Remember Heath Robinson? He devised fiendishly intricate machines with wires and pulleys and giros, gismos, mirrors, pins and thingummyjigs. They circumnavigated entire houses to operate a steel digit that would pick your nose less effectively than you could manage yourself.

In the sane world these things never get built. In the FE sector we employ armies to ensure they do. And the latest monster is now among us in the form of a Learning and Skills Council consultation called Measuring success in the learning and skills sector. This proposes costly and time-wasting systems to find ways of measuring what really counts as success in FE.

Since an inspectorate of one sort or another, the Further Education and Funding Council and now the Office for Standards in EducationAdult Learning Inspectorate, has been with us since we crawled out of the primordial pit of local education authority control, you would think they’d have cracked it by now.

External inspection is designed to improve standards and create success.

If, after 10 years, a billion pounds and a trillion reports, Ofsted hasn’t found any success to measure, or a way of measuring it, then it has failed to do what it set out to do and should be abolished as pointless. And then we really should need to look for new ways of measuring success. Since Ofsted is still with us, presumably it is working, colleges are getting better and better, and the reports are measuring it.
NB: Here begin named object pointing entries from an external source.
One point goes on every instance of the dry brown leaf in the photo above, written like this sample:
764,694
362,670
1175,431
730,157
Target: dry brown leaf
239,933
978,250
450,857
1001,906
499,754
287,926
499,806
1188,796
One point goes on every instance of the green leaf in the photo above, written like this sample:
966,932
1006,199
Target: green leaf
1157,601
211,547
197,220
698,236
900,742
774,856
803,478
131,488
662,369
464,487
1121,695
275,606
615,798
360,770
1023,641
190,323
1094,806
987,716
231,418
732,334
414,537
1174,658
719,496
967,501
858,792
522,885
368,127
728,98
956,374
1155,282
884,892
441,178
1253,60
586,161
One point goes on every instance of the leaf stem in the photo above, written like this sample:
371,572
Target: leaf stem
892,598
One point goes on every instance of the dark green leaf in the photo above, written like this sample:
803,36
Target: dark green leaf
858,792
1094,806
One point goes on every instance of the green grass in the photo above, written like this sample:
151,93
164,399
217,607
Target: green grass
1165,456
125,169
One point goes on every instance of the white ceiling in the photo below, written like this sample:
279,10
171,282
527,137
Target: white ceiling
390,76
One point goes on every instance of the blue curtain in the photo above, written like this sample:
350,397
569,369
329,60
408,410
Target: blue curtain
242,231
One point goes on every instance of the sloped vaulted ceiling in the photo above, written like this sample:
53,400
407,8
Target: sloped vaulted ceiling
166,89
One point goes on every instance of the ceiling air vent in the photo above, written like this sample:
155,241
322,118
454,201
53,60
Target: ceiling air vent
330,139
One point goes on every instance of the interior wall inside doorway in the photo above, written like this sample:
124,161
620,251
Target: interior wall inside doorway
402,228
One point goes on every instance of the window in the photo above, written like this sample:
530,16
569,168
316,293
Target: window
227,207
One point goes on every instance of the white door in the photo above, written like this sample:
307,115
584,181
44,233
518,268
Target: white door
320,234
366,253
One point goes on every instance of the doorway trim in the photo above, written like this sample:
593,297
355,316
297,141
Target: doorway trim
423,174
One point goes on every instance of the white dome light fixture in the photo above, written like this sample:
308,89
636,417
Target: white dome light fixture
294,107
Ah, I hear you say; but they measure success from a limited viewpoint and don’t take account of the different challenges colleges face. Colleges full of Simons and Emmas in Surrey get better reports than colleges with Traceys and Sujindhers in Birmingham.

Sadly, you are probably right, but the new set of measures is not designed to replace Ofsted or correct its in-built bias. Instead, it is searching for new things and predictably it has hit on the old“value-added” chestnut.
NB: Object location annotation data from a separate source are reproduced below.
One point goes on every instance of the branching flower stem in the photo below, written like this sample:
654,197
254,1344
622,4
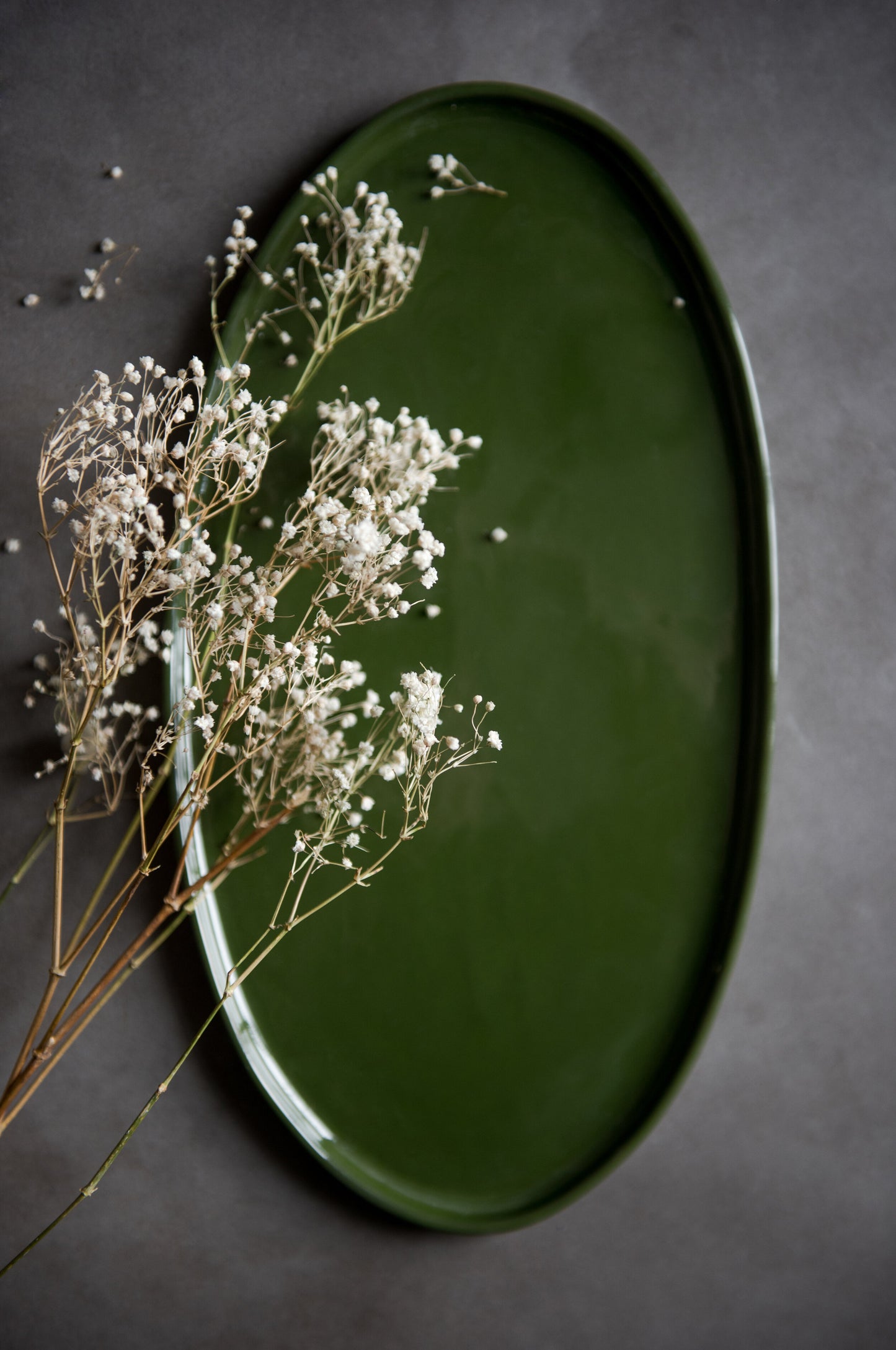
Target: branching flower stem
141,486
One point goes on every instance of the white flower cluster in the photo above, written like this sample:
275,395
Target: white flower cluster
454,177
133,473
351,268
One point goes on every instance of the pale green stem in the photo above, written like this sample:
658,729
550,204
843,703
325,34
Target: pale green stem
32,856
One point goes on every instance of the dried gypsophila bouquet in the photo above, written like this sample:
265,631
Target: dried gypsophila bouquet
131,479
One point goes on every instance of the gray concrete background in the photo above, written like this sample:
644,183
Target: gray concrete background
761,1210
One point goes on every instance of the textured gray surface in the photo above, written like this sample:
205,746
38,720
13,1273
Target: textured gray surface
763,1209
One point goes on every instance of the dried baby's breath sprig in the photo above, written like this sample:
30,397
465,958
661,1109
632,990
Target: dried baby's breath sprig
95,286
454,177
133,479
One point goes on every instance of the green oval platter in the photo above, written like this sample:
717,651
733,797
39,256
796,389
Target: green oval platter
501,1017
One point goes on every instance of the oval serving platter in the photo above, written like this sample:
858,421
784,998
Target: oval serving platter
495,1023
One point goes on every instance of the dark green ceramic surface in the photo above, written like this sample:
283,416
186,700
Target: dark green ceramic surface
490,1026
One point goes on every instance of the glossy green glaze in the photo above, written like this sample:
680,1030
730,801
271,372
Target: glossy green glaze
490,1026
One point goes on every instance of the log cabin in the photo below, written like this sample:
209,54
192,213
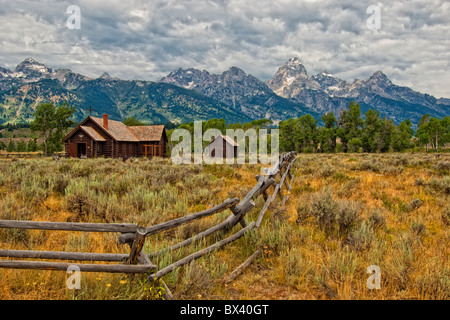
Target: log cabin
102,137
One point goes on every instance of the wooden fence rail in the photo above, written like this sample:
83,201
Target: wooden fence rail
137,261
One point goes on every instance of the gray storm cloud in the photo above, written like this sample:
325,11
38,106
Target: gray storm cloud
148,39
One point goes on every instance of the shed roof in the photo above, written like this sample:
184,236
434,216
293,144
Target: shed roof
227,139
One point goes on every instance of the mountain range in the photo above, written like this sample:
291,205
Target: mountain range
190,94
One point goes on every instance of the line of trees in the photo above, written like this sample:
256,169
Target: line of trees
352,132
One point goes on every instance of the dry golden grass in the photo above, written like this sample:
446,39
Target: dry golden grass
400,201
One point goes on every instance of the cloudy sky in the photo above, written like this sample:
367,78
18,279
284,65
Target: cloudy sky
148,39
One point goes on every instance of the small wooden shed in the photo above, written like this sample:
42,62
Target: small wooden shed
97,137
227,145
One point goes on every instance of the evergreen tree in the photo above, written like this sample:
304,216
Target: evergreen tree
423,132
402,136
370,133
328,133
50,122
32,145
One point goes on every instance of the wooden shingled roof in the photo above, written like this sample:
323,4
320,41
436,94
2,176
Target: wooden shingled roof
118,130
92,133
121,132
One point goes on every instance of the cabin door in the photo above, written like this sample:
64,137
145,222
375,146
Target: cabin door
72,149
81,149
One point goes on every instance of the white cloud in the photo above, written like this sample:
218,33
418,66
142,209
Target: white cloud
148,39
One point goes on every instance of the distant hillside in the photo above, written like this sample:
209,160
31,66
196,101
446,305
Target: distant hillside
33,83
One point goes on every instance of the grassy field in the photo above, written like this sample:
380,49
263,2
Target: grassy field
345,213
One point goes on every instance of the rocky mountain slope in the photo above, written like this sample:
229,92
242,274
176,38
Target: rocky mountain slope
324,92
190,94
32,83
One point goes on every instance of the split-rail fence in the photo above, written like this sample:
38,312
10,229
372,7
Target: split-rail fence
137,261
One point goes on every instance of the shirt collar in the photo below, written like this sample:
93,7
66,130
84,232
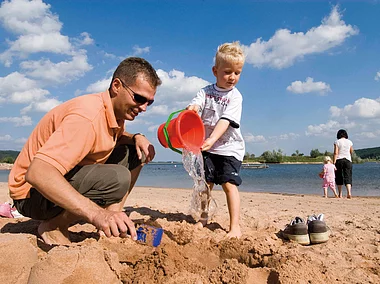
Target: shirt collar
110,114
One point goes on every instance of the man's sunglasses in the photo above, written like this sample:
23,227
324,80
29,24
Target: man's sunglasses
137,98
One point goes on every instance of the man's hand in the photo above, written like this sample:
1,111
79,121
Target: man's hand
144,146
114,223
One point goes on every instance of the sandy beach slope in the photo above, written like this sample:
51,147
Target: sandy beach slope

In a value-added system, you are judged not on what you achieve in absolute terms, but on how well you use the material you have to hand.
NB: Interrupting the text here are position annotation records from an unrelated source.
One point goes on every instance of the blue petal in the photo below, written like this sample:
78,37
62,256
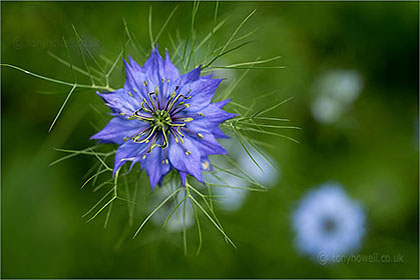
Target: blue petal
186,157
183,176
218,133
118,128
155,168
222,103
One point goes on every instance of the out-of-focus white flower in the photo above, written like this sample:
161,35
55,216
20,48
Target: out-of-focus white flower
180,218
335,91
328,224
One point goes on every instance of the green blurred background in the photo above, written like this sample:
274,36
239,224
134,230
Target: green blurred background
371,148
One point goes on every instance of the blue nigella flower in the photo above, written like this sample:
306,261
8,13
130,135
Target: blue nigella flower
328,224
164,120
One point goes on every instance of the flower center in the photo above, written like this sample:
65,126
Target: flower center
164,119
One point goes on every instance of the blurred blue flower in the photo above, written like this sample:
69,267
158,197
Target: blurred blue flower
164,120
328,224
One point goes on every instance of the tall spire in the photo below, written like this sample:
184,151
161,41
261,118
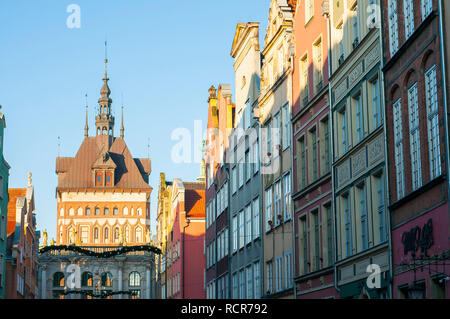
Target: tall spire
86,127
104,121
122,129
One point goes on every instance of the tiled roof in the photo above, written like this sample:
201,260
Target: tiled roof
195,202
77,172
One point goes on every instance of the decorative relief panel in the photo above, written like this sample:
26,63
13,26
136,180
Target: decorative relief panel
372,56
340,89
355,74
359,162
376,150
343,173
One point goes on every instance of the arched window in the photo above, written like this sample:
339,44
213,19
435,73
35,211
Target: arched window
58,279
86,279
138,234
134,280
106,279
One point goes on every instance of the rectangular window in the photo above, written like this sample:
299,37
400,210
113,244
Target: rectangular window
329,237
235,234
318,65
242,284
408,13
256,218
398,140
316,240
301,163
433,122
303,245
287,196
256,281
344,136
380,208
279,273
359,116
309,10
235,294
288,270
249,276
248,224
393,26
304,95
427,8
269,278
234,179
268,212
376,105
325,163
286,126
413,110
269,138
276,134
241,229
256,157
277,206
364,219
348,226
313,156
241,172
355,25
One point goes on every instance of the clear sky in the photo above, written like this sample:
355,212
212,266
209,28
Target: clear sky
163,56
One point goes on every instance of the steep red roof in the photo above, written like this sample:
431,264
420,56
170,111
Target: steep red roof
77,172
14,193
195,202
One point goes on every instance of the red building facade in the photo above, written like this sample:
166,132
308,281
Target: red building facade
416,144
314,272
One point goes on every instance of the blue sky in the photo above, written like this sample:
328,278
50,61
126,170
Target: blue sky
164,55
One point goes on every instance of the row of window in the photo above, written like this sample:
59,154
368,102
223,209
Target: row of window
221,243
358,116
313,154
246,283
134,279
432,118
128,234
315,240
245,226
97,211
250,159
281,277
408,20
222,288
278,209
360,216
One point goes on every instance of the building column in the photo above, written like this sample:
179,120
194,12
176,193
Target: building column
44,283
147,284
120,283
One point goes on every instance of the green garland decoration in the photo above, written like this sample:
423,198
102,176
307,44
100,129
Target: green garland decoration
106,254
102,295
In a value-added world, Poland would be judged the most-visited country anywhere. Belgium would be the most exciting, Iraq the most peaceful and Germany the place to go for a good laugh. A worthy attempt to correct natural injustice, but hardly convincing.

And value-added is not the only proposal by any means. There is one which seeks “to develop a summary of qualification level success for each provider, taking into account curriculum profile”. I think I know what this means and it would be a great outcome.

Put simply, if your curriculum profile involves teaching level 3 key skills to bored teenagers, you are unlikely to match the success rates of a college which hands out governors’ certificates for a three-day course on aromatherapy.

Now I understand this and you probably do, but will the woman who employs our leavers to sharpen her widget-grinders? Will we ever find a way of expressing such a complex situation in a simple enough form to mean anything to anyone not steeped in our peculiarities? And if the measures aren’t for them, who are they for?

Well, I think I know what the problem is. Whoever drafted the learning and skills act made a monumental error when they gave the LSC the task of driving up standards and measuring quality.

The poor old LSC has spent a fortune in the past three years trying to find out how it can carry out that role without being Ofsted, without creating a bureaucratic juggernaut and without shattering the fragile partnerships it is building with its providers. In the process, it has created a true horror, hated throughout the sector, mocked and jeered at by everyone who experiences it, known as “provider performance review”.

It started as a three-times-a-year exercise, came down to two, is now at one and will shortly, I confidently expect, disappear into the orifice whence it emerged. In the process, those LSC staff with intellect and compassion suffered a collective crisis of guilt at having to inflict this pestilence on already over-regulated colleges.

Measuring success in FE is the response to that guilt and the product of liberal, well-meaning Heath Robinsons keen to let the world know about the real FE. They want fairness, justice, equality, truth, and all the other things we aren’t used to in colleges, to shine through at last. To assess their chances, see above.